请注意,键按排序顺序列出,这与 fileA 或 fileB 中的顺序不同。

小奇迹偶尔会发生!除了添加 5 行序言(shebang、2 x using、2 x my)之外,根据我对这两个程序的第一次计算,这两个程序片段的代码都工作正确。 (哦,我改进了无法打开文件的错误消息,至少确定了我无法打开哪个文件。ikegami 编辑了我的代码(谢谢!)以一致地添加 chomp 调用,并将换行符添加到现在需要显式换行符的 print 操作。)

我不会声明这一点是很棒的 Perl 代码;它肯定不会赢得(代码)高尔夫比赛。不过,它似乎确实有效。


对有问题的代码进行分析

open BASE_CONFIG_FILE, "< script/base.txt" or die;
my %base_config;
while (my $line=<BASE_CONFIG_FILE>) {
   (my $word1,my $word2) = split /\n/, $line;
   $base_config{$word1} = $word1;
}

拆分很奇怪...您有一行以换行符结尾,并且您在换行符处拆分,因此 $word2 为空,而 $word1 code> 包含该行的其余部分。然后,您将值 $word1 (不是我乍一看假设的 $word2)存储到基本配置中。因此每个条目的键和值都是相同的。异常。实际上并没有错,但是……不寻常。第二个循环本质上是相同的(我们都应该因为没有使用单个子来为我们进行阅读而被枪杀)。

您不能使用 use strict;use warnings; - 请注意,实际上我对代码所做的第一件事就是添加它们。我用 Perl 编程只有大约 20 年,而且我知道我的知识还不足以冒险在没有 Perl 的情况下运行代码。您的排序数组,%common$count$num$key$value< /code> 不是我的。这次可能不会造成太大伤害,但是……这是一个坏兆头。始终,但始终,使用 use strict;使用警告;,直到您对 Perl 有足够的了解而无需提出有关它的问题(并且不要指望很快就会出现这种情况)。

当我运行它时,出现以下情况:

my %common={};  # line 32 - I added diagnostic printing
my $count=0;

Perl 告诉我:

Reference found where even-sized list expected at rrr.pl line 32, <CONFIG_FILE> line 4.
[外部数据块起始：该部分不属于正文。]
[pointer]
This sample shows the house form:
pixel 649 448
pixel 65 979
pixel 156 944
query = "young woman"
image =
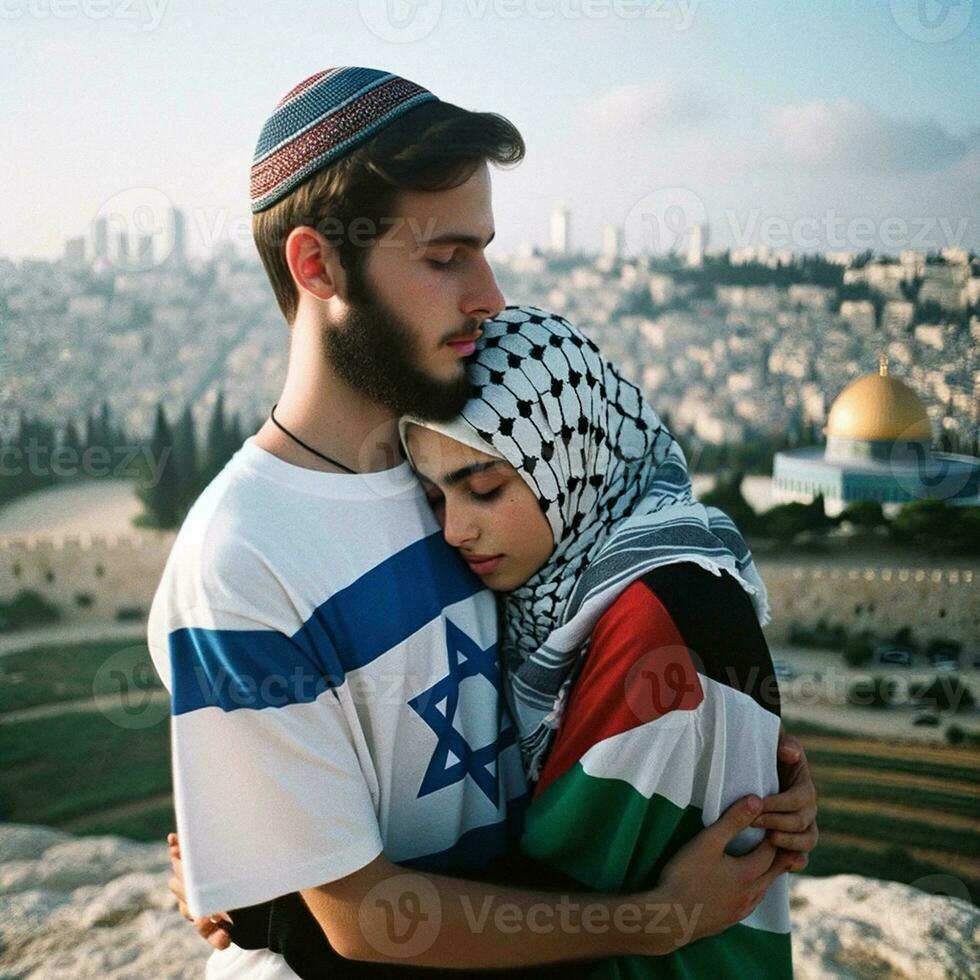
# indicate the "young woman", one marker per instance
pixel 642 688
pixel 637 672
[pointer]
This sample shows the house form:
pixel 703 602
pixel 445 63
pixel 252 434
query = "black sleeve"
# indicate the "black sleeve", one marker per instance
pixel 720 627
pixel 286 926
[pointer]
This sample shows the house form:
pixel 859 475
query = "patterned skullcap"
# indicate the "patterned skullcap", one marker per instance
pixel 324 118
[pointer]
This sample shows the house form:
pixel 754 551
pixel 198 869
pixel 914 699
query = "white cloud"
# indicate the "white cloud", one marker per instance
pixel 845 135
pixel 646 110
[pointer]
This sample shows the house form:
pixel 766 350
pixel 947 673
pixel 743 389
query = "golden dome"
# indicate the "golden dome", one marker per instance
pixel 879 407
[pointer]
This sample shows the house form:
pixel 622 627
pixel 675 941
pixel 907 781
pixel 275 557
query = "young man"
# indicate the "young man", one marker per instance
pixel 339 729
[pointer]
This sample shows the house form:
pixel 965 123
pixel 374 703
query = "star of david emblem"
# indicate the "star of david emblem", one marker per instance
pixel 453 758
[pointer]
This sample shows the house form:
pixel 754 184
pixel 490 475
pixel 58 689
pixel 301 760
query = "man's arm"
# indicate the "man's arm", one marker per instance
pixel 387 914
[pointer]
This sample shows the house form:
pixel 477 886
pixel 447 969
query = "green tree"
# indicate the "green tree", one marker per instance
pixel 159 486
pixel 859 649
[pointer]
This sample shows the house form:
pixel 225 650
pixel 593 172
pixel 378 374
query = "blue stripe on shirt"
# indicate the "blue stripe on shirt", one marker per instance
pixel 265 668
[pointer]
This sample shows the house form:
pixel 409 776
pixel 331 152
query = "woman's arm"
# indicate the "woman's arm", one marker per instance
pixel 674 715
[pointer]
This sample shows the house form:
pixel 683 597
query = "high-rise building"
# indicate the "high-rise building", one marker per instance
pixel 75 252
pixel 145 251
pixel 561 229
pixel 101 238
pixel 612 242
pixel 122 247
pixel 179 254
pixel 697 241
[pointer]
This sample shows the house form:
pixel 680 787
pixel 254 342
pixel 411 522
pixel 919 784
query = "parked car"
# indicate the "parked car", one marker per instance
pixel 940 651
pixel 896 656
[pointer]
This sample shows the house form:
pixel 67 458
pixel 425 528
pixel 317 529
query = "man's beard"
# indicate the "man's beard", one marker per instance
pixel 375 352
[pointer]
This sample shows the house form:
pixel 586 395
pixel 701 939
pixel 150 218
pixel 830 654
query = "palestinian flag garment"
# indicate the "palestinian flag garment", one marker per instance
pixel 673 716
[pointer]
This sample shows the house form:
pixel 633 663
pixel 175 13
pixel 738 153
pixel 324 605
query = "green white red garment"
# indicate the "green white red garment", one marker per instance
pixel 673 716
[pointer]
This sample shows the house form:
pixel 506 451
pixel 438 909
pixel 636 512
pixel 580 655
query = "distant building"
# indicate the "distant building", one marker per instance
pixel 561 219
pixel 122 248
pixel 100 239
pixel 860 314
pixel 897 315
pixel 945 285
pixel 696 243
pixel 612 242
pixel 179 253
pixel 75 252
pixel 878 448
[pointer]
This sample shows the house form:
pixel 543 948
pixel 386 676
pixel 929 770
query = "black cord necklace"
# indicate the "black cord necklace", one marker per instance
pixel 309 449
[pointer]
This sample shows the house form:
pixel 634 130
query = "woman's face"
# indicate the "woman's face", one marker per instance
pixel 484 507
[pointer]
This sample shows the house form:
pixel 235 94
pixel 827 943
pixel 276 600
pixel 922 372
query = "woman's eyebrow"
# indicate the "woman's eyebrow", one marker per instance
pixel 457 476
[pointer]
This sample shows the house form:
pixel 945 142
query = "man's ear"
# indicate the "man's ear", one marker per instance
pixel 315 264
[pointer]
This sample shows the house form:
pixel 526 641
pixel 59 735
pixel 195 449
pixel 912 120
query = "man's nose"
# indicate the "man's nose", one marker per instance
pixel 486 300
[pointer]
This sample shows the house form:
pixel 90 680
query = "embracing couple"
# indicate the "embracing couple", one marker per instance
pixel 463 677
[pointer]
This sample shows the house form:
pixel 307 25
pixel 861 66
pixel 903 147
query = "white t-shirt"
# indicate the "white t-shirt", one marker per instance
pixel 334 682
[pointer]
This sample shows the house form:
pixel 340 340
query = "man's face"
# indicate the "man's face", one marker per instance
pixel 415 308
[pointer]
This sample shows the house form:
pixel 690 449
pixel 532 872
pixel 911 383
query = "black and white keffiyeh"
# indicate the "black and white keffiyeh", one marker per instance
pixel 614 486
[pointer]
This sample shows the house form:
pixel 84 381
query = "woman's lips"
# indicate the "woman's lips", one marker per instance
pixel 483 564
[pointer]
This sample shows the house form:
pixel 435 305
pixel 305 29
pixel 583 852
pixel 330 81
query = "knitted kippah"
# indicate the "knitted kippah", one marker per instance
pixel 320 120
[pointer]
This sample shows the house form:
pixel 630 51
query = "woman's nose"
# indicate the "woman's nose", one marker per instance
pixel 458 529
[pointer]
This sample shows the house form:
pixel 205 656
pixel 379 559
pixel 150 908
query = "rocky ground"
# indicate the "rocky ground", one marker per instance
pixel 98 907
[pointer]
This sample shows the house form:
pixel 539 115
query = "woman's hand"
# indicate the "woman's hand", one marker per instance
pixel 790 816
pixel 712 890
pixel 208 927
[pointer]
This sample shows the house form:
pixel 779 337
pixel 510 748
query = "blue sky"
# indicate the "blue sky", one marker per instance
pixel 787 112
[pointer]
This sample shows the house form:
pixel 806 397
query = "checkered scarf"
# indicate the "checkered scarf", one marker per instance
pixel 614 486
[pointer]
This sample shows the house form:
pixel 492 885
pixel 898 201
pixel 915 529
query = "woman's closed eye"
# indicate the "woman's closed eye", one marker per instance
pixel 486 494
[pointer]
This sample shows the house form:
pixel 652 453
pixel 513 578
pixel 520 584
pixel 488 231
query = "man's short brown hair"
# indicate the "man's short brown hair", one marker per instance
pixel 436 146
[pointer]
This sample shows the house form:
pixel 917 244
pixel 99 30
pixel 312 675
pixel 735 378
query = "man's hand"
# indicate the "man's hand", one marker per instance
pixel 208 927
pixel 714 889
pixel 790 816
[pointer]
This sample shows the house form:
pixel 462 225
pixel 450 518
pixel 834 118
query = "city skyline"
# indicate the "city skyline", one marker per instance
pixel 805 129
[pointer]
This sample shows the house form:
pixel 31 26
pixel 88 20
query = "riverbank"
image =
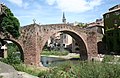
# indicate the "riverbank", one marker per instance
pixel 69 56
pixel 8 71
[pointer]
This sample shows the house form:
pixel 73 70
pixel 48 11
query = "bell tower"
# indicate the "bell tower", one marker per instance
pixel 64 19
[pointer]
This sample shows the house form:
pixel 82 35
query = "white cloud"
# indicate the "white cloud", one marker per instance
pixel 50 2
pixel 17 2
pixel 77 6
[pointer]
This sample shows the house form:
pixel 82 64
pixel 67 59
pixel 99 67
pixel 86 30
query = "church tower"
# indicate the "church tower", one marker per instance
pixel 64 19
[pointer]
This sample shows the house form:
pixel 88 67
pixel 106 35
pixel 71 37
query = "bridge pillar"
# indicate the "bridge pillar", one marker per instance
pixel 92 45
pixel 31 48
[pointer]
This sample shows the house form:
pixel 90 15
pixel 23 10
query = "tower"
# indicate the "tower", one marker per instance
pixel 64 19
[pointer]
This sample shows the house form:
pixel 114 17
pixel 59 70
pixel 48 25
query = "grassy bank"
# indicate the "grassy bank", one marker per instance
pixel 84 70
pixel 57 53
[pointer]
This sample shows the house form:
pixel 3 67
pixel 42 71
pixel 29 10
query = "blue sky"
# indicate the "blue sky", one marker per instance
pixel 50 11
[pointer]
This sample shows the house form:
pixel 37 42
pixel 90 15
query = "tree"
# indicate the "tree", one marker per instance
pixel 8 22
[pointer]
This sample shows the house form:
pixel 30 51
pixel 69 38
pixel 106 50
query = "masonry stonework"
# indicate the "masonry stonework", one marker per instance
pixel 33 38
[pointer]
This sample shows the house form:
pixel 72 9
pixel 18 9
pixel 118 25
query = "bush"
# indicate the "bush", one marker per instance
pixel 58 53
pixel 12 58
pixel 84 70
pixel 108 58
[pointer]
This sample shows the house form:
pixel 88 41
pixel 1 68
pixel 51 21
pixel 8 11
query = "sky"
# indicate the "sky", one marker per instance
pixel 51 11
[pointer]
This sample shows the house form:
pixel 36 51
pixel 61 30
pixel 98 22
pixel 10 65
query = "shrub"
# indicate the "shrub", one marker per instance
pixel 108 58
pixel 58 53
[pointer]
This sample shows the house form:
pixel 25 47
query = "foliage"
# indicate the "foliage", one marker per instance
pixel 84 70
pixel 9 23
pixel 81 24
pixel 112 40
pixel 52 52
pixel 29 69
pixel 13 57
pixel 108 58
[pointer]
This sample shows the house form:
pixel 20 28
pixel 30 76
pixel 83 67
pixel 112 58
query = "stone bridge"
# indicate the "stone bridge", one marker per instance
pixel 33 38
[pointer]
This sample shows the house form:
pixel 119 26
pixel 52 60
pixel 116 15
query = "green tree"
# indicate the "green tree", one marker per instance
pixel 8 22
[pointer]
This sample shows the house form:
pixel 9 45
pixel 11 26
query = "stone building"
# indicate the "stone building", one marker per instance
pixel 112 29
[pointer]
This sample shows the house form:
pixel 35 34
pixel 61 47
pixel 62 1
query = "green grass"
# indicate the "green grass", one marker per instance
pixel 30 69
pixel 84 70
pixel 57 53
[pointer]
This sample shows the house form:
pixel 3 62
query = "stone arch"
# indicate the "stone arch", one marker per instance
pixel 78 37
pixel 19 46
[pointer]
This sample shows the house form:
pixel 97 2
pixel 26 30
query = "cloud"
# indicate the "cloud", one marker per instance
pixel 50 2
pixel 17 2
pixel 76 6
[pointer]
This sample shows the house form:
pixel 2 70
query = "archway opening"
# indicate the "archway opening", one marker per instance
pixel 11 50
pixel 57 41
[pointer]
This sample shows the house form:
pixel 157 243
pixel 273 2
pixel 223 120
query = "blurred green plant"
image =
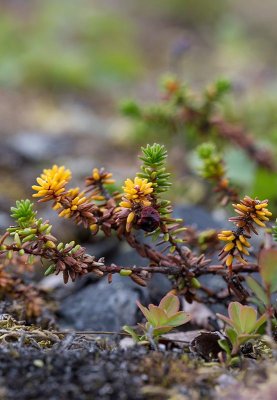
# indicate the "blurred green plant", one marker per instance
pixel 65 45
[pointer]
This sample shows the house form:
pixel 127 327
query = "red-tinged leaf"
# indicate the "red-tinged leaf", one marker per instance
pixel 145 312
pixel 161 330
pixel 170 304
pixel 268 268
pixel 158 316
pixel 178 319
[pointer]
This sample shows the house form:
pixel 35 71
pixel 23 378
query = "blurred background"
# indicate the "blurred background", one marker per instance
pixel 66 66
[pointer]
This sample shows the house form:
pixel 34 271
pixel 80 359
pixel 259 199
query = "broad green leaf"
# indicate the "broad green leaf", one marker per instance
pixel 158 316
pixel 131 332
pixel 257 289
pixel 178 319
pixel 170 304
pixel 232 335
pixel 247 319
pixel 227 320
pixel 268 268
pixel 258 303
pixel 145 312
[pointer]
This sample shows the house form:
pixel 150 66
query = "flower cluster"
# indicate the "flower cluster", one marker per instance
pixel 97 182
pixel 69 203
pixel 52 183
pixel 251 211
pixel 75 205
pixel 137 196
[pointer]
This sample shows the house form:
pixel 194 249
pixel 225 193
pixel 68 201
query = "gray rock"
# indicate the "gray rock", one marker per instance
pixel 37 146
pixel 101 306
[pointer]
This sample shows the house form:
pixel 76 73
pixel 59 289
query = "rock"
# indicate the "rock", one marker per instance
pixel 101 306
pixel 37 146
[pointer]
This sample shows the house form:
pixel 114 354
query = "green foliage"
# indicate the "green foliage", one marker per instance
pixel 23 213
pixel 212 163
pixel 153 167
pixel 160 319
pixel 243 324
pixel 87 57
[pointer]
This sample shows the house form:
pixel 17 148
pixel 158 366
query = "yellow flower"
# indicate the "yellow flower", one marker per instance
pixel 136 191
pixel 52 183
pixel 236 247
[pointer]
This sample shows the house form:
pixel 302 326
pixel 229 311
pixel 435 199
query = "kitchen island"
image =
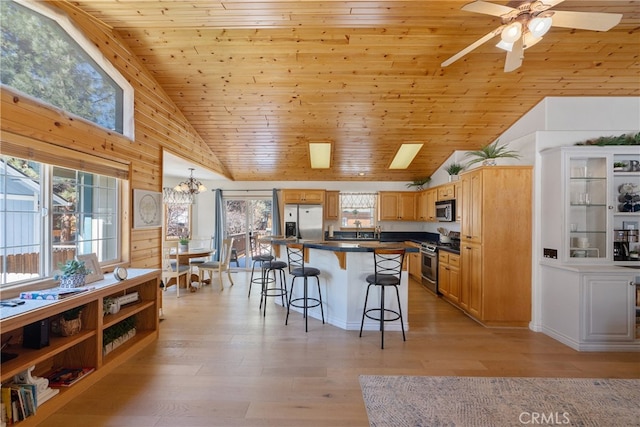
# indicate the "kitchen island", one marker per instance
pixel 344 267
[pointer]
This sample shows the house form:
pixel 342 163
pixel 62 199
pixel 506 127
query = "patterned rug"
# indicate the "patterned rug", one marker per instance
pixel 397 401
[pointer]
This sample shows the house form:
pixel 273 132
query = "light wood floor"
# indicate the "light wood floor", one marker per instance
pixel 218 362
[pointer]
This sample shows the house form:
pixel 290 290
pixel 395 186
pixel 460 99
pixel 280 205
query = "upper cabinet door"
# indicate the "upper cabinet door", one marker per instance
pixel 587 206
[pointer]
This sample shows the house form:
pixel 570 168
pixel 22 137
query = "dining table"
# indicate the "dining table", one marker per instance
pixel 185 256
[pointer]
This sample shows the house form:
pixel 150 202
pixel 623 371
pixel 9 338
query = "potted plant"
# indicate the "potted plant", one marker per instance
pixel 619 166
pixel 453 169
pixel 419 183
pixel 72 274
pixel 490 152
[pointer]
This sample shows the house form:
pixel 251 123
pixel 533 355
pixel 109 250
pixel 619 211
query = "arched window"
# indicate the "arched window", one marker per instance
pixel 45 56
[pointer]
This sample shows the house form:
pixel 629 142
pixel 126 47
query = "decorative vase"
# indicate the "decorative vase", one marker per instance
pixel 73 281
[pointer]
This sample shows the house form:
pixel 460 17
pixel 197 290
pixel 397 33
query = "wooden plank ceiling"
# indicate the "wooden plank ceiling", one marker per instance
pixel 259 80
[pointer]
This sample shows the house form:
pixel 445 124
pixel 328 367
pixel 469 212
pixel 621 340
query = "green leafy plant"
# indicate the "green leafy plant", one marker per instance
pixel 454 168
pixel 491 151
pixel 419 183
pixel 71 267
pixel 624 139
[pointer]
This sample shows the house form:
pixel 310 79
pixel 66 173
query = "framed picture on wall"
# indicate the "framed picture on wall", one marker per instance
pixel 147 209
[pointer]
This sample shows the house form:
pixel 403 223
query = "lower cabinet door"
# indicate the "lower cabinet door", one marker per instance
pixel 609 308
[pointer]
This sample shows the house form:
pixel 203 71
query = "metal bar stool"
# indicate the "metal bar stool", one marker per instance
pixel 297 268
pixel 276 290
pixel 388 272
pixel 260 253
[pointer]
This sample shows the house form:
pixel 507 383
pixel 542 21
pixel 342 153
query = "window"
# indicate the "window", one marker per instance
pixel 49 214
pixel 44 56
pixel 358 209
哎呀 - 那些 {} 应该是一个空列表 ()。了解为什么您在启用警告的情况下运行!

然后,

 50 while(my($key,$value)=each(%common))
 51 {
 52     print "key: ".$key."\n";
 53     print "value: ".$value."\n";
 54 }

Perl 告诉我:

key: HASH(0x100827720)
Use of uninitialized value $value in concatenation (.) or string at rrr.pl line 53, <CONFIG_FILE> line 4.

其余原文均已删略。